= Josephine Pryde =

English artist

Josephine Pryde (born 1967 in Alnwick, Northumberland) is an English artist. In 2010, reviewing a show of Pryde's work which featured "seven colour photographs of extreme close-ups of clothing on a body, and four sculptures made from half-finished woven baskets and metal butcher’s hooks," the reviewer Dan Fox said that the work "seemed somewhat aloof," adding his opinion that "there was a healthy cynicism here perhaps worth listening to." On 27 May 2011, an exhibition of Pryde's photographs – titled Embryos and Estate Agents: L'Art de Vivre – went on display at the Chisenhale Gallery in East London.

In 2016 she was one of the four artists short-listed for the Turner Prize.

Pryde lives and works in Berlin, Germany and teaches photography at the Kunstakademie Düsseldorf.

== The New Media Express In A Temporary Siding (Baby Wants To Ride) ==
The New Media Express In A Temporary Siding (Baby Wants To Ride) is an installation sculpture nominated for the Turner Prize in 2016 - here presented under the show Lapses In Thinking By The Person I Am - consisting of a model cargo, with a Class 66 diesel locomotive and DB Schenker carriages, in an elevated state. The train is inscribed by graffiti hailing from artists from all of the cities it has been exhibited in. The work is conceptual on a multitude of art history layers and could so be portraited as a time-travel-train. Further studies makes claim of the train to be on a journey to the moon.

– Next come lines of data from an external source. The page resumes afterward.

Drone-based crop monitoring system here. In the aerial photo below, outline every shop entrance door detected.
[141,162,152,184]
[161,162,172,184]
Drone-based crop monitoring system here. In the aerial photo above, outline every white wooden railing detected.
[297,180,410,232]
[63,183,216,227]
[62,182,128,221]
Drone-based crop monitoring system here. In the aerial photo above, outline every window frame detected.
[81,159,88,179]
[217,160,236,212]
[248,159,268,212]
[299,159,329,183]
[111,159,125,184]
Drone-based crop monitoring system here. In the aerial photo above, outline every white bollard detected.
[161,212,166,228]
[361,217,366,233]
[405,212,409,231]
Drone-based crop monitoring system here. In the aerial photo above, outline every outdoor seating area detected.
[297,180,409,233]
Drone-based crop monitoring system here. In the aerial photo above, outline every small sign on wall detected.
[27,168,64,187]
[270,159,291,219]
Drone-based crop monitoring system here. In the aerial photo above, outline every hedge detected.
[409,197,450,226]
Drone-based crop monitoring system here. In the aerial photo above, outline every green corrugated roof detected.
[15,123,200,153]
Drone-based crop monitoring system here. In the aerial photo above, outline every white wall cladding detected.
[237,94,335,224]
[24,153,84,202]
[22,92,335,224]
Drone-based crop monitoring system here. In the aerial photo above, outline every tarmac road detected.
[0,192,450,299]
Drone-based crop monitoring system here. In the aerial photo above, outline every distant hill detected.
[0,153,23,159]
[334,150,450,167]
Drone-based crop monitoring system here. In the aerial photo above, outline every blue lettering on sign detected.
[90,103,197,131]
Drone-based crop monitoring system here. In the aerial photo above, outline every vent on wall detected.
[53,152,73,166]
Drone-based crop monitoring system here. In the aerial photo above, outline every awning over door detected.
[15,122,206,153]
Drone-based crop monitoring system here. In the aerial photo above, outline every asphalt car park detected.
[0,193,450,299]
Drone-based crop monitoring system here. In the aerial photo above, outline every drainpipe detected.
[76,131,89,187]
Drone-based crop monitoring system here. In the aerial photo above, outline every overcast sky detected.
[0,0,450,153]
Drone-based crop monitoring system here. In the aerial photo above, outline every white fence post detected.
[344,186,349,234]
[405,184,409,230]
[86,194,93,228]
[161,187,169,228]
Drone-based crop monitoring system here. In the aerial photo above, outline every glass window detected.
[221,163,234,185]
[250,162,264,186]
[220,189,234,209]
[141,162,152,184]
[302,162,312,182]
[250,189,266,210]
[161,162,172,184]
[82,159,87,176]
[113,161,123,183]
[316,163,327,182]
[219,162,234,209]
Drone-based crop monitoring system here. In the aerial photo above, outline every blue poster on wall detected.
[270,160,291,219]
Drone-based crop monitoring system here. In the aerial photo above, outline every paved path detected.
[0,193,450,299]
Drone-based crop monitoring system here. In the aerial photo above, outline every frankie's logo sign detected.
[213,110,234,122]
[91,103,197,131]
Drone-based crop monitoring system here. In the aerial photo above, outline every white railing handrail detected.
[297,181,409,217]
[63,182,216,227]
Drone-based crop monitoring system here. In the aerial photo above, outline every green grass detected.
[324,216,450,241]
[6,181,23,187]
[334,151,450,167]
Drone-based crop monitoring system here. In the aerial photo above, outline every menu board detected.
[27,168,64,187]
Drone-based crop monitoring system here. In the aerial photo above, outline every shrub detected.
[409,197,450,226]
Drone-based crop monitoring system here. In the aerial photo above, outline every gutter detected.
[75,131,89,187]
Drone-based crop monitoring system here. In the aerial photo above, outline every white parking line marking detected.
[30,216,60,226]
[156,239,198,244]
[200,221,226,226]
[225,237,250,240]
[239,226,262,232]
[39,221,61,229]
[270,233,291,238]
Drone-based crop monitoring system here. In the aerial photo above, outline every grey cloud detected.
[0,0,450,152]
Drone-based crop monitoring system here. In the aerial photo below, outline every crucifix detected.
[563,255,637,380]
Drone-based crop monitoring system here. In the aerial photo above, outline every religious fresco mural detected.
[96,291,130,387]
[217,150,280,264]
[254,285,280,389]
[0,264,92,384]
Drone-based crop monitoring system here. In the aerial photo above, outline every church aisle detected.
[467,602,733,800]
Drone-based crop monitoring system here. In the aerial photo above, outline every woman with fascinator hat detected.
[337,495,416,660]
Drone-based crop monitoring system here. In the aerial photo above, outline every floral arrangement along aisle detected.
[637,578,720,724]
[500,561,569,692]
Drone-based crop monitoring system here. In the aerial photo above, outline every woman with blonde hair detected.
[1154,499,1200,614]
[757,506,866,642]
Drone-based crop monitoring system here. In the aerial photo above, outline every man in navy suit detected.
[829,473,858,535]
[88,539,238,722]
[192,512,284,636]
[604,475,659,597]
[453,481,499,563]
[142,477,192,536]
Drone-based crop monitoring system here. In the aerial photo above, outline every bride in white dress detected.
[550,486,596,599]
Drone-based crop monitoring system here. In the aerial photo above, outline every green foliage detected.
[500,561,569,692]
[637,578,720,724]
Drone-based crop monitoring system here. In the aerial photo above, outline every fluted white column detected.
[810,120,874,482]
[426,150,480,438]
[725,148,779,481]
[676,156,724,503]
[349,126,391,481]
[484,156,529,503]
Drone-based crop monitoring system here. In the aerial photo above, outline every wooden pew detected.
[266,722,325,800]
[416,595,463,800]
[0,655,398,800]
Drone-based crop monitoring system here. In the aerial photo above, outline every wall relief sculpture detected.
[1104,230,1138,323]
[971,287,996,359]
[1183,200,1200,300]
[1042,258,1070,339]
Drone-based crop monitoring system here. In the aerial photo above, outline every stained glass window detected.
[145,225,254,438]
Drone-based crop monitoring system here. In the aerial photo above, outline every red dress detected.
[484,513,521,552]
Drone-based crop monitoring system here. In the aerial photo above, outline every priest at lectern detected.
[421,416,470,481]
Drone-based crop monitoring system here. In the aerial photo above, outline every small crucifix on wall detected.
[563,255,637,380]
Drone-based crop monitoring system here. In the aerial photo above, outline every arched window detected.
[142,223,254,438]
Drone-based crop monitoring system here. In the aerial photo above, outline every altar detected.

Pryde is represented by Reena Spaulings Fine Art and Galerie Neu in Berlin. Her work is in the collection of the Museum of Metropolitan Art, The Art Institute of Chicago, MUDAM The Contemporary Art Museum of Luxembourg, Fonds National d'Art Contemporain, FRAC Lorraine, Stedelijk Museum, Tate Britain, British Council, Museum of Modern Art New York and MOCA Los Angeles.